Physical resistance is relatively easy compared to the critical dismantling of the hidden structures of power, and indeed, the aunt’s suicide may be seen as an example of physical resistance, as “she was a spite suicide, drowning herself in the drinking water” and thus depriving her family and the villagers of the same kind of physical sustenance denied her through the raid. However, this physical resistance may only go so far, because it does nothing to actually dismantle the power structure it is oriented against, such that the aunt’s resistance is easily forgotten and her memory discarded. In fact, one may view the aunt’s suicide and its relative ineffectiveness in motivating change as a perfect example of the need to critically evaluate given standards of behavior and thought, because only then can physical resistance be directed towards the most crucial targets. This is why the narrator repeatedly makes mention of the traditional means of honoring the dead and compares them to her own physical act of writing; the narrator’s physical resistance to the dominant power structure in the act of writing is far more effective in challenging that power structure than the aunt’s suicide, because it is informed by a critical perspective on that power structure born out of the narrator’s need to understand her own identity as the American child of Chinese immigrants.

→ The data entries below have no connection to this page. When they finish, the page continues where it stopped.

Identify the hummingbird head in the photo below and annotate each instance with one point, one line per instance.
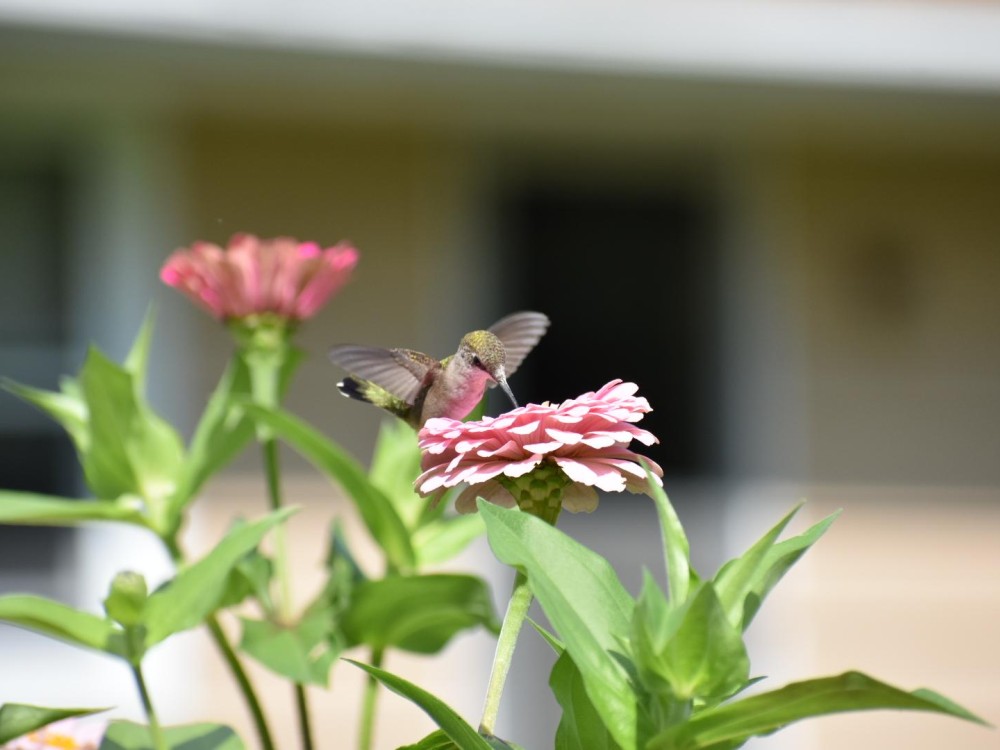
(482, 350)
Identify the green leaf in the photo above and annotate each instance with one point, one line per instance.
(251, 577)
(131, 449)
(303, 652)
(197, 591)
(44, 510)
(436, 740)
(395, 466)
(439, 740)
(585, 602)
(761, 714)
(463, 735)
(62, 622)
(580, 727)
(442, 539)
(735, 580)
(695, 651)
(224, 429)
(17, 719)
(778, 560)
(222, 433)
(376, 510)
(676, 549)
(67, 408)
(138, 357)
(124, 735)
(417, 613)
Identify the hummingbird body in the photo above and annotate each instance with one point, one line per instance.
(416, 387)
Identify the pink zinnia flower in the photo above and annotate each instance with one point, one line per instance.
(280, 276)
(577, 447)
(67, 734)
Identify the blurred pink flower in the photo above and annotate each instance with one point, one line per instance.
(584, 439)
(67, 734)
(252, 276)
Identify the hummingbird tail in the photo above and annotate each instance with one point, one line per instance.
(355, 389)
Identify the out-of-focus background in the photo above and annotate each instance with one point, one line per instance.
(781, 220)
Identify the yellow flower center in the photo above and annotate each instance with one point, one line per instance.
(53, 739)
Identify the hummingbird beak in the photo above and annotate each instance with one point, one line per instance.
(502, 382)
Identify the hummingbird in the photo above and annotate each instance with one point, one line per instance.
(416, 387)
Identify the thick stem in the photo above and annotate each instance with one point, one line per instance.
(246, 687)
(155, 731)
(517, 611)
(302, 706)
(368, 708)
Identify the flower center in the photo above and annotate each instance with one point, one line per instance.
(538, 492)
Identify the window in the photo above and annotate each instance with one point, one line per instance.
(36, 454)
(629, 280)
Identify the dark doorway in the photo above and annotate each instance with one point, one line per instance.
(628, 277)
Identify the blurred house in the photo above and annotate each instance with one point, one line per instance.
(781, 220)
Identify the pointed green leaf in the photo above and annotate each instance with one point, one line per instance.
(303, 652)
(376, 510)
(138, 357)
(762, 714)
(735, 580)
(580, 727)
(442, 539)
(222, 433)
(251, 577)
(198, 590)
(585, 602)
(44, 510)
(696, 650)
(778, 560)
(125, 735)
(62, 622)
(395, 466)
(417, 613)
(131, 449)
(224, 429)
(676, 549)
(436, 740)
(463, 735)
(18, 719)
(68, 409)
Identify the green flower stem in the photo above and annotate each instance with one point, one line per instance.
(368, 708)
(232, 661)
(155, 731)
(517, 611)
(273, 472)
(272, 469)
(540, 494)
(246, 687)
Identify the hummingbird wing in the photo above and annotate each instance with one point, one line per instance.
(399, 371)
(519, 333)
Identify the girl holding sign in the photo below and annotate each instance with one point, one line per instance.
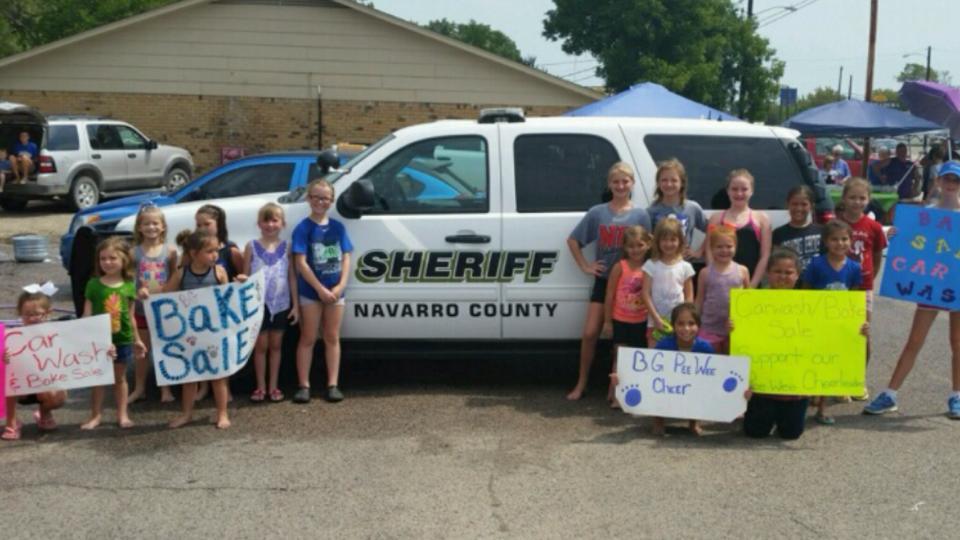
(949, 185)
(33, 307)
(112, 291)
(201, 248)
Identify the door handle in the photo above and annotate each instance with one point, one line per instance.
(468, 239)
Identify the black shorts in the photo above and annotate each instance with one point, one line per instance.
(275, 322)
(599, 292)
(630, 334)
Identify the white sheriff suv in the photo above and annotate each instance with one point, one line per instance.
(460, 226)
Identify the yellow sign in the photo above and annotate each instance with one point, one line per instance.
(805, 343)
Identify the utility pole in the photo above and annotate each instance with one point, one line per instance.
(871, 57)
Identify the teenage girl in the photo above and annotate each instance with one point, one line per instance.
(603, 224)
(714, 284)
(948, 184)
(801, 234)
(667, 280)
(754, 237)
(112, 291)
(33, 308)
(271, 255)
(321, 252)
(154, 261)
(201, 249)
(625, 315)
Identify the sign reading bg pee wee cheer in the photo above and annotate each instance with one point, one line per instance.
(204, 334)
(802, 343)
(923, 260)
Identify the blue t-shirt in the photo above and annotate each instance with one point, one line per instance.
(820, 275)
(669, 343)
(30, 148)
(324, 246)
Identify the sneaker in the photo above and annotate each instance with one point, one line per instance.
(333, 394)
(953, 408)
(302, 395)
(884, 403)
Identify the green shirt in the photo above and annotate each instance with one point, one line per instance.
(116, 301)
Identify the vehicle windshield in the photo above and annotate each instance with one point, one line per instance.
(296, 194)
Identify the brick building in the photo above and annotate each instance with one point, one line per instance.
(260, 74)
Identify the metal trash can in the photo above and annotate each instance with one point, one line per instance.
(29, 248)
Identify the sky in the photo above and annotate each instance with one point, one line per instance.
(815, 40)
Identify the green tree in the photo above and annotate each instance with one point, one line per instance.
(700, 49)
(481, 36)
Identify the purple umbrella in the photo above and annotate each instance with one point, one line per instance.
(936, 102)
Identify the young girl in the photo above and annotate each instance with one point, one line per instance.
(833, 271)
(33, 308)
(714, 284)
(670, 200)
(112, 291)
(321, 251)
(754, 237)
(603, 224)
(766, 411)
(271, 255)
(948, 184)
(625, 315)
(154, 261)
(801, 234)
(667, 280)
(867, 240)
(685, 320)
(201, 249)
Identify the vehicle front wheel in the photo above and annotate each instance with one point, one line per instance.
(84, 193)
(175, 179)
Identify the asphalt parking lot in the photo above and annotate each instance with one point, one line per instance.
(446, 448)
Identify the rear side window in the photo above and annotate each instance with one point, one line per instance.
(709, 160)
(63, 138)
(561, 173)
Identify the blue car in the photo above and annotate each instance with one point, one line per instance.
(265, 173)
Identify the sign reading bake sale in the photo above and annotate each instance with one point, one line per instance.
(923, 260)
(675, 384)
(58, 356)
(805, 343)
(204, 334)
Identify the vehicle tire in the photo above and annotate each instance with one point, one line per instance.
(13, 205)
(176, 178)
(84, 193)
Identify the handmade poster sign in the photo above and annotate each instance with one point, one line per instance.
(58, 356)
(923, 259)
(682, 385)
(805, 343)
(204, 334)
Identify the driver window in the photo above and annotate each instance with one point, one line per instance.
(435, 176)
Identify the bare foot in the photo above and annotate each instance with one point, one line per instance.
(180, 421)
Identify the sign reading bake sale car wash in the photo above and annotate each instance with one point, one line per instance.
(204, 334)
(58, 356)
(677, 384)
(923, 260)
(805, 343)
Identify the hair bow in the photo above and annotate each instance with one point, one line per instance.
(47, 288)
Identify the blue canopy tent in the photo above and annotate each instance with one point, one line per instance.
(649, 100)
(855, 118)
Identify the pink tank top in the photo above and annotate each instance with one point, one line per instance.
(628, 301)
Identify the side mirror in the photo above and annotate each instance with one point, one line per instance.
(357, 199)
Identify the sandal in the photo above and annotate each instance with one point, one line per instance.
(11, 433)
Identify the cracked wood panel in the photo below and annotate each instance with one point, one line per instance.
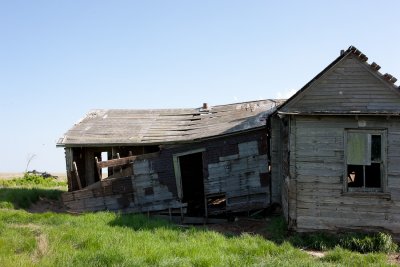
(319, 169)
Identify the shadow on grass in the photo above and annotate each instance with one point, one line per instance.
(321, 241)
(23, 198)
(141, 222)
(275, 230)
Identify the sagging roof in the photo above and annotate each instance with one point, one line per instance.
(162, 126)
(347, 86)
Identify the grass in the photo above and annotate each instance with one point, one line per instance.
(22, 192)
(111, 239)
(357, 242)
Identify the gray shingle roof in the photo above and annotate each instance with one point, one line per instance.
(161, 126)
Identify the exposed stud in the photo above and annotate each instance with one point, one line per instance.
(363, 57)
(375, 66)
(387, 76)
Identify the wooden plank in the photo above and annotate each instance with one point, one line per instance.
(116, 162)
(78, 180)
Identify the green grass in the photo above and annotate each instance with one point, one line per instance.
(22, 192)
(357, 242)
(32, 180)
(110, 239)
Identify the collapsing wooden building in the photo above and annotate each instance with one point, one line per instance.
(199, 162)
(336, 146)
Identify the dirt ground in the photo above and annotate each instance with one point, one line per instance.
(47, 205)
(9, 175)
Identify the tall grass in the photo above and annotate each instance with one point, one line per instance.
(22, 192)
(32, 180)
(111, 239)
(358, 242)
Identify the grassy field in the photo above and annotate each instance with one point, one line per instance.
(110, 239)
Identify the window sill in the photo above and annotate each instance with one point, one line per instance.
(379, 195)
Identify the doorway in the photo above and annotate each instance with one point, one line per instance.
(192, 184)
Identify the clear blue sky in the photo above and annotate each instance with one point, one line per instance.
(59, 59)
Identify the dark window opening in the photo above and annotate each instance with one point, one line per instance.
(376, 148)
(191, 167)
(216, 204)
(364, 176)
(364, 161)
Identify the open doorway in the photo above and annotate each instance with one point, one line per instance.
(191, 174)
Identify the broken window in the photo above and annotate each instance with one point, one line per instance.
(365, 154)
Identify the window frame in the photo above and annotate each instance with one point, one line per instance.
(383, 163)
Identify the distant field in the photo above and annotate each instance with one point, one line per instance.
(10, 175)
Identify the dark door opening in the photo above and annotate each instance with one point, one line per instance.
(192, 183)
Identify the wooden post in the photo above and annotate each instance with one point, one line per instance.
(98, 168)
(77, 175)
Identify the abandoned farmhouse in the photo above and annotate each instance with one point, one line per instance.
(329, 155)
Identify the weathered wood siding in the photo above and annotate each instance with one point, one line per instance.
(349, 86)
(317, 163)
(277, 177)
(242, 177)
(235, 166)
(141, 192)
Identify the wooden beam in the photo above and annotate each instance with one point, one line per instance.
(98, 168)
(115, 162)
(75, 169)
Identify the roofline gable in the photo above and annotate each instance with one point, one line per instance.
(387, 79)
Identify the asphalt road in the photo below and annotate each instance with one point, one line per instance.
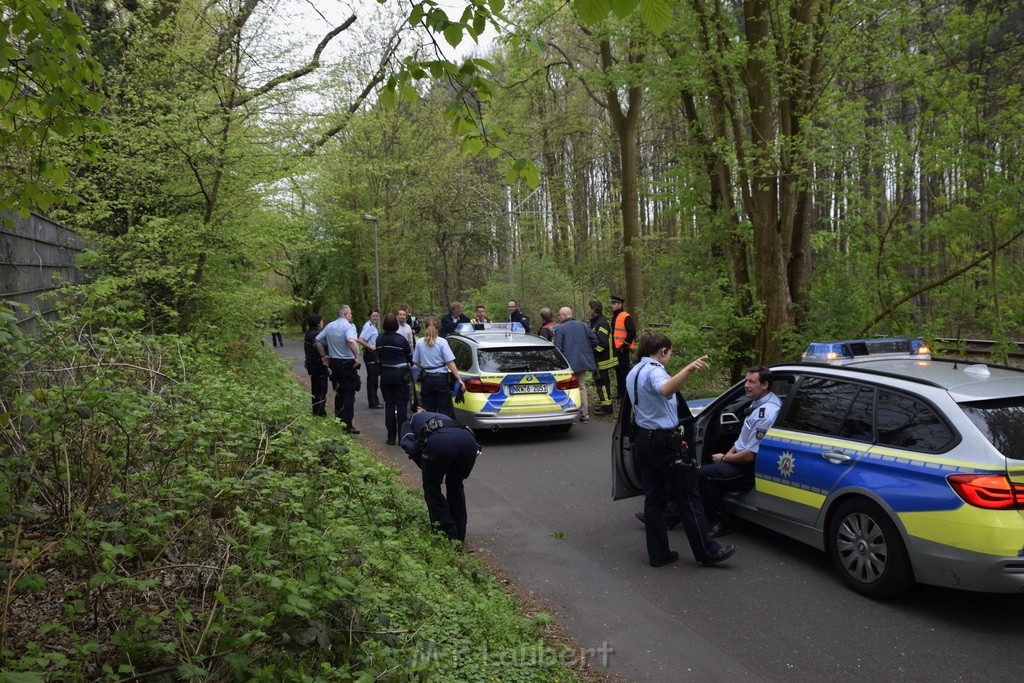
(540, 507)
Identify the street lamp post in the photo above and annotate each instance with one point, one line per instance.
(377, 262)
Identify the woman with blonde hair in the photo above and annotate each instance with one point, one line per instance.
(434, 357)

In “No Name Woman,” Maxine Hong Kingston uses the story of her nameless aunt in order to confront the means by which women’s voices are silenced, and specifically the way in which women often work to silence other women through the uncritical reinforcement of traditional standards of behavior and thought. Recognizing her own complicity in this repression of women through her silence regarding her nameless aunt, the narrator seeks to identify and confront this repression by breaking her silence, finally giving some small portion of expression to a woman who was condemned for having her own desires and thoughts while simultaneously confronting the very means by which that condemnation was conducted and sustained even after her death.
Works Cited
Kingston, Maxine Hong. The Woman Warrior. Vintage International Ed. New York: Random
House, 1976.
Manchin, Linda. Ed. Women ageing: changing identities, challenging myths. New York:
Routledge, 2000. Print.
Outka, Paul. “Publish Or Perish: Food, Hunger, and Self-Construction in Maxine Hong
Kingston’s the Woman Warrior.” Contemporary Literature 38.3 (1997): 447-82.
Petit, Angela. “Words so Strong”: Maxine Hong Kingston’s “no Name Woman” Introduces
Students to the Power of Words.” Journal of Adolescent & Adult Literacy 46.6 (2003):
482-90.
Smith, Sidonie, and Julia Watson. Women, autobiography, theory: a reader. Madison:
University of Wisconsin Press, 1998.